- Planning ahead of time what it will take to achieve a desired outcome
- Thinking through the priorities, resources, and methods necessary to achieve a specific result
- Working smarter, not just harder, by leveraging knowledge, experience, team skills and available tools
COMMENTARY
Everything has a purpose, designed for a particular reason to fulfill a particular need. At some point someone came across a problem and figured out a solution. Whether they invented a new widget or utilized someone else’s, they discovered a means to an end. The key is being mindful of the outcome, understanding what resources you have at your disposal and most importantly how to use them. Otherwise you’ll probably be left running in circles, wasting time, energy and never reaching your goal.

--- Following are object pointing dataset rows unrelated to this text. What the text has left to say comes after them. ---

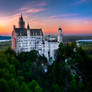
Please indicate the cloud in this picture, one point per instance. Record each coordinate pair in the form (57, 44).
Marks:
(64, 15)
(35, 10)
(33, 7)
(78, 2)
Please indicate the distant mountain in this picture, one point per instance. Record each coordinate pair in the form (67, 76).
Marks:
(5, 37)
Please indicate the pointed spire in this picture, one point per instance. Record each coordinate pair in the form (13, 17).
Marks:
(28, 27)
(21, 22)
(21, 17)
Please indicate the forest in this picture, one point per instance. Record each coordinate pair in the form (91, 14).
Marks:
(30, 72)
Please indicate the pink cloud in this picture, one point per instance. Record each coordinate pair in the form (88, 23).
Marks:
(33, 7)
(34, 10)
(63, 15)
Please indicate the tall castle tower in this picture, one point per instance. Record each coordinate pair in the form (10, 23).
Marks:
(60, 35)
(21, 22)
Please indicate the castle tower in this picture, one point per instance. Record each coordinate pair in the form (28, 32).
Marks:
(21, 22)
(28, 30)
(60, 35)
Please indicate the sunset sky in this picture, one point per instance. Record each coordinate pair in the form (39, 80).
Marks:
(73, 16)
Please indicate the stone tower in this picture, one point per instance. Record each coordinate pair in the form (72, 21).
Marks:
(21, 22)
(60, 35)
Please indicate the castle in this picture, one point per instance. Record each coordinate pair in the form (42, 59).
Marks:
(27, 39)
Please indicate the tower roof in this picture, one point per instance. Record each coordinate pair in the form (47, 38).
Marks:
(28, 27)
(60, 28)
(21, 22)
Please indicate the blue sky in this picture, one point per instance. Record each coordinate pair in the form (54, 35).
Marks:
(75, 11)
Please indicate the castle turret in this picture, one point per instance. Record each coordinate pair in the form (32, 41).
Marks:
(60, 35)
(21, 22)
(28, 30)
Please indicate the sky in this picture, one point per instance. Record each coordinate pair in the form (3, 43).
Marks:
(73, 16)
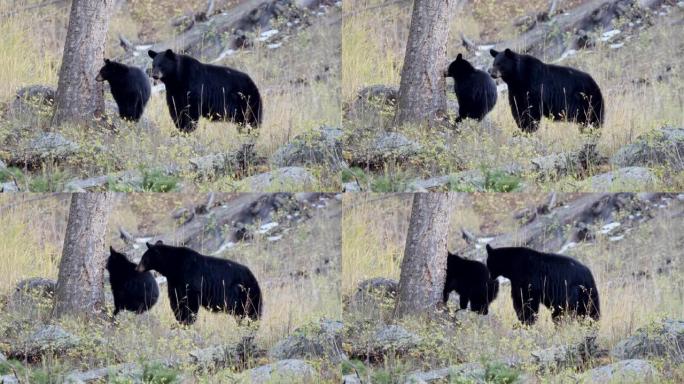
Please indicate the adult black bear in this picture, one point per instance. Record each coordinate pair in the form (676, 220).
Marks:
(536, 89)
(562, 284)
(471, 280)
(193, 279)
(475, 89)
(132, 290)
(130, 88)
(194, 89)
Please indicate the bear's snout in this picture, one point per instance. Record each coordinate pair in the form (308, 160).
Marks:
(494, 73)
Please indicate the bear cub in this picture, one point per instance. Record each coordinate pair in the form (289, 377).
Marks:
(562, 284)
(475, 89)
(471, 280)
(133, 291)
(130, 88)
(195, 280)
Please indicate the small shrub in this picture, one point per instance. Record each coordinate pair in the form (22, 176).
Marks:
(159, 374)
(158, 181)
(498, 373)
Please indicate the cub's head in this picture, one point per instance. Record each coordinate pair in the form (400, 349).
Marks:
(458, 68)
(151, 257)
(164, 64)
(505, 63)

I soon found out there is more to running than meets the eye. To do it successfully often means not getting injured. Now practically anyone can go and knock-out a couple miles without a keen awareness of their limitations. Pride tells you you’re in decent shape and by gosh you are determined. That’s all well and good, but what you soon discover is your body, particularly everything from the knees down, is not conditioned to withstand the impact and you’ll soon be back on the couch with a stress fracture.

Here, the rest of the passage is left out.